Konrad Crispino/Johns Hopkins Bloomberg School of Public Health
Too often, research on the intersection of gun policy and serious mental illness is hampered because it is often carried out by different disciplines with little overlap, said Emma McGinty, Ph.D., M.S., an assistant professor of health policy and management at the Johns Hopkins Bloomberg School of Public Health.
“Firearms injury research comes from the public-health community, while studies of mental illness and violence derive from the psychiatry and law sectors, and they haven’t been talking to each other,” said McGinty in an interview with Psychiatric News. “They have separate audiences and journals and focus on separate goals, either safety or taking care of people with mental illness.”
In addition, gun restriction for people with mental illness is a relatively new policy issue, dating only from the early 1990s, she pointed out. “There is little public attention to the subject until a mass shooting happens, so it is not a research priority.”
A recent report from the Institute of Medicine calling for research “to reduce the threat of firearm-related violence” offered dozens of suggestions but only two directly mentioned mental illness. “We need a comprehensive approach that looks at a broad range of risk factors,” said McGinty.
Assessing dangerousness is still an uncertain avenue, she said. “We’re pretty good at ruling out potentially dangerous people but not in figuring out who will become violent.”
Another key issue for psychiatrists is whether stricter standards for background checks required to purchase firearms will deter those with mental illness from seeking treatment.

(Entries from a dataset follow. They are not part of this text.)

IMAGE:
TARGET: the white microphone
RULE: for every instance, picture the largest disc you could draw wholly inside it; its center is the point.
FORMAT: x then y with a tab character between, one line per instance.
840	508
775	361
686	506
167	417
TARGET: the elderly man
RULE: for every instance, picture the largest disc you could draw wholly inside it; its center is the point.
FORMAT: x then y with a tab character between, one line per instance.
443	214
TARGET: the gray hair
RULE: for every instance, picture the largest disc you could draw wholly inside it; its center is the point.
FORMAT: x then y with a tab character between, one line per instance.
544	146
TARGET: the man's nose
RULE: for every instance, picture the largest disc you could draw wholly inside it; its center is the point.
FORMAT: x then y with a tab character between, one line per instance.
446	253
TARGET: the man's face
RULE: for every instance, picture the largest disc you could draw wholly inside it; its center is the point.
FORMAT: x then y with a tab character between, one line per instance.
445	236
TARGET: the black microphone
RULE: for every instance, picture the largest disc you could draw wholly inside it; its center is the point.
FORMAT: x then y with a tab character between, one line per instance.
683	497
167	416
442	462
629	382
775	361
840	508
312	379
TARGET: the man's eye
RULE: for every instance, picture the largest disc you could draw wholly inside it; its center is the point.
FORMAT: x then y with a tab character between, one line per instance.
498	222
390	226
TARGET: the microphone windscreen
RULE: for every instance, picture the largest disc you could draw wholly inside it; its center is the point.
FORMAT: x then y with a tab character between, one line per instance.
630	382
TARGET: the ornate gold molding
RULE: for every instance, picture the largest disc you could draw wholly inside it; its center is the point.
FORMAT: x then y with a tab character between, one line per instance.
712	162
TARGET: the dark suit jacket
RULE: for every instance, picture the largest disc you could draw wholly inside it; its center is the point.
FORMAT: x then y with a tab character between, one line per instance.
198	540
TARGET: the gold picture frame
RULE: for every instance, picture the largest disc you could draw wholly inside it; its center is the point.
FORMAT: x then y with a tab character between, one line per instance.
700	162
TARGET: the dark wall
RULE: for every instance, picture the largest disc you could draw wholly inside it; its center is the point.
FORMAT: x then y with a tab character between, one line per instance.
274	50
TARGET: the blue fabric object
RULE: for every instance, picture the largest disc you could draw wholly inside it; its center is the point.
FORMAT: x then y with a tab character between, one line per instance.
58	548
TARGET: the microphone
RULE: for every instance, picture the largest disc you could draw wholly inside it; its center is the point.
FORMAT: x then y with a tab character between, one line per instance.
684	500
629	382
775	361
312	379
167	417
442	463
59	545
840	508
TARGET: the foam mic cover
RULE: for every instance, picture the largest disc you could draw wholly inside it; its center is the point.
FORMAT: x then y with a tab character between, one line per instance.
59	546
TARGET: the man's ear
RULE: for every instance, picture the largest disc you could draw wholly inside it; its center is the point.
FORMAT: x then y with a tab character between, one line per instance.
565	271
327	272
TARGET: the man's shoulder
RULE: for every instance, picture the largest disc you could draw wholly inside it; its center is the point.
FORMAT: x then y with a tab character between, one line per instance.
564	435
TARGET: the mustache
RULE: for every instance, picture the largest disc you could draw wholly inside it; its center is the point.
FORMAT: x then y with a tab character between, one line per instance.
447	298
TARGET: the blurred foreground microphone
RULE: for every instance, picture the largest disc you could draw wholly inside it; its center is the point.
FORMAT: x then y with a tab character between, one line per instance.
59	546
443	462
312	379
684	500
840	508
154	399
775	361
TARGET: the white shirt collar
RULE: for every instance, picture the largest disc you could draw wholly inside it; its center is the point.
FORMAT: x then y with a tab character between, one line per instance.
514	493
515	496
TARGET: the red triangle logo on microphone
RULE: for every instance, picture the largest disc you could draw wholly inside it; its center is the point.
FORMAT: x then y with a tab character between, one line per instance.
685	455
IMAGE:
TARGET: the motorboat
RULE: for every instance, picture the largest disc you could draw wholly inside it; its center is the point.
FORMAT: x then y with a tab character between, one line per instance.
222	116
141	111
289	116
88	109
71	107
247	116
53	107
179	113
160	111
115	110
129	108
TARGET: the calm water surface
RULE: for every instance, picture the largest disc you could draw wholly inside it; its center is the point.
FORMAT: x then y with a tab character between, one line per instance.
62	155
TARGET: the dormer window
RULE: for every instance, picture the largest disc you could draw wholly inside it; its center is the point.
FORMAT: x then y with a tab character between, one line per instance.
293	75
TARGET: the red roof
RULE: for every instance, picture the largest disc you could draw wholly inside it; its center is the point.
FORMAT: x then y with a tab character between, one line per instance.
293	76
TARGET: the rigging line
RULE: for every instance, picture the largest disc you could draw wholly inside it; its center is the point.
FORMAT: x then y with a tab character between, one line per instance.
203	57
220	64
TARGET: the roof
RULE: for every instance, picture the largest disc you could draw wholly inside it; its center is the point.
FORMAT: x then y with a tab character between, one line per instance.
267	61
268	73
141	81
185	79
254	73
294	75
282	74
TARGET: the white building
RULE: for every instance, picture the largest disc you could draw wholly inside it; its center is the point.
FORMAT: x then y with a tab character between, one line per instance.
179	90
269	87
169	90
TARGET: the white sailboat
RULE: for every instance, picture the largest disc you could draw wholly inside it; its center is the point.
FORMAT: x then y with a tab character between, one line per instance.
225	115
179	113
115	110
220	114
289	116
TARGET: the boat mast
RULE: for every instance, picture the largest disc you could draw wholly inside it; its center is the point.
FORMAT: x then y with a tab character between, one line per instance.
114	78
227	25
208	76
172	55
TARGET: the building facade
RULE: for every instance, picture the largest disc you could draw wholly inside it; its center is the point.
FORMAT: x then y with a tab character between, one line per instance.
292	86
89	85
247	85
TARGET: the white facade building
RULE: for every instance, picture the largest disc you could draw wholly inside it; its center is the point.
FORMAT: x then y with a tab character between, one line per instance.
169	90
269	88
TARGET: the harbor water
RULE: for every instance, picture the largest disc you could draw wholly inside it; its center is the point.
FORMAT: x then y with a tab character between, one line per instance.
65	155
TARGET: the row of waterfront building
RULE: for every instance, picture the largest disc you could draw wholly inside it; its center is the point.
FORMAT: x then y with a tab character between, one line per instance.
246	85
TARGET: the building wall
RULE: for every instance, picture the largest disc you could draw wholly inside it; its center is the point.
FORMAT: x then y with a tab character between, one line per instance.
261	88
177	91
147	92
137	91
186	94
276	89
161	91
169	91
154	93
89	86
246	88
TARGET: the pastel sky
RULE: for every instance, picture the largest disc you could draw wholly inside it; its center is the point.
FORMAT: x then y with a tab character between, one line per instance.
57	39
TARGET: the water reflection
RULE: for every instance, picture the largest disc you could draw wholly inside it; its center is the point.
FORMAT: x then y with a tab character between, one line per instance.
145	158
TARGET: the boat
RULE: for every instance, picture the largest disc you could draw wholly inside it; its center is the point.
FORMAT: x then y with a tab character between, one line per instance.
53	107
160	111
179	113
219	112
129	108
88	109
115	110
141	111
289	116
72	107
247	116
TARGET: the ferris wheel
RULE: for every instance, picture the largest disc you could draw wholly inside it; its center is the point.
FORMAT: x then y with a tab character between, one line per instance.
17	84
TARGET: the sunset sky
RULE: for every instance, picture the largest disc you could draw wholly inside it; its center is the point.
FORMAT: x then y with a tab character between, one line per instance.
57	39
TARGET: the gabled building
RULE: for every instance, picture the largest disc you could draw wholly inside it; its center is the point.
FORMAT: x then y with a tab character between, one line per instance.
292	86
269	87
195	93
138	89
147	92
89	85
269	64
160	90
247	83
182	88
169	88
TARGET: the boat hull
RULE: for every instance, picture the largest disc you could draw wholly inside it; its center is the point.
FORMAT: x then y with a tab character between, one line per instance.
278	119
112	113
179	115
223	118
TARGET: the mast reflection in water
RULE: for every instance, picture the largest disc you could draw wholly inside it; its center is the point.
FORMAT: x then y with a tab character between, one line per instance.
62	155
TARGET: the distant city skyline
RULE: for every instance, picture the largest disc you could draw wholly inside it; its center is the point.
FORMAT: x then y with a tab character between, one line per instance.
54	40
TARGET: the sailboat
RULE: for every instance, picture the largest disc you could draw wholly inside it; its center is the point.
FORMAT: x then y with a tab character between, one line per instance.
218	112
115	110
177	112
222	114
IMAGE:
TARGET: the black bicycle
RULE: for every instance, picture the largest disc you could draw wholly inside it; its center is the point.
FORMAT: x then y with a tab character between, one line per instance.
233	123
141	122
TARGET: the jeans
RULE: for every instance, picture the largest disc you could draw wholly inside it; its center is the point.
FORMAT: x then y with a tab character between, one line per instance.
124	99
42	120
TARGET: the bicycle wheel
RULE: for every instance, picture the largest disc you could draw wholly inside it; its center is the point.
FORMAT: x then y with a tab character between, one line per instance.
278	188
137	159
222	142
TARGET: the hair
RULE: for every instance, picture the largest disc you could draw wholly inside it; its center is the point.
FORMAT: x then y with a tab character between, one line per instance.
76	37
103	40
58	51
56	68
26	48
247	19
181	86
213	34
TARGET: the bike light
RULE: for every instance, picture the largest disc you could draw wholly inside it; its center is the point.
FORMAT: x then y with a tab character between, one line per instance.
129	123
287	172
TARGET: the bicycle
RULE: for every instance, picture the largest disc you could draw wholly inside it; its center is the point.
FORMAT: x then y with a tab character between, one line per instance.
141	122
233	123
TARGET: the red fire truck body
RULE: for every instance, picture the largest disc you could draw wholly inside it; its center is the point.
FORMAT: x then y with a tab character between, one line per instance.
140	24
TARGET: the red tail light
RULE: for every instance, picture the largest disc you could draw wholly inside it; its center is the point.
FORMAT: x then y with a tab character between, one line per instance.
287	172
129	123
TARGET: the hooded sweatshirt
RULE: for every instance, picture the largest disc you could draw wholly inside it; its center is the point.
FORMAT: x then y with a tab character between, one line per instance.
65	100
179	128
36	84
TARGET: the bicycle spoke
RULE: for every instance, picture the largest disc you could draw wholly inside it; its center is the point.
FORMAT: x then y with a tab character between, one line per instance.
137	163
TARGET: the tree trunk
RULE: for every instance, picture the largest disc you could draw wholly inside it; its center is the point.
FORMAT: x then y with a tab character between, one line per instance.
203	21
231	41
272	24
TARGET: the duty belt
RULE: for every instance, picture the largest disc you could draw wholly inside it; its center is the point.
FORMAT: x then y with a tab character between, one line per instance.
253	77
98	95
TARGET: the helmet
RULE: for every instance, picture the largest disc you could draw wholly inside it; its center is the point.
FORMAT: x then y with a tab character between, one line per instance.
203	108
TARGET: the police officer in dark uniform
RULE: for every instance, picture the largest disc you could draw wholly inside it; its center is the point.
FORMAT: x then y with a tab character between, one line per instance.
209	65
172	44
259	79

Despite oft-repeated hypotheses, McGinty has turned up no research supporting that position.
“That’s a bit of a surprise because it is so prominent an assertion within the mental health community,” she said. But measuring treatment avoidance is difficult, because it is hard to identify people who do not seek care. Qualitative approaches or natural experiments might be one creative way to get around that obstacle, she suggested. For instance, recent changes in New York’s firearms laws might present an opportunity to see if treatment patterns change.
For an analogous case of possible treatment deterrence, the researchers looked at laws passed in the 1970s in the wake of the Tarasoff duty-to-warn case. But McGinty “found no studies in the peer-reviewed literature examining the effects of duty-to-warn laws on either mental health treatment seeking or violent crime.”
More is known about suicide and guns. “Household gun ownership is a risk factor for suicide,” she said. However, studies evaluating whether gun-restriction policies affect suicide rates are lacking as well.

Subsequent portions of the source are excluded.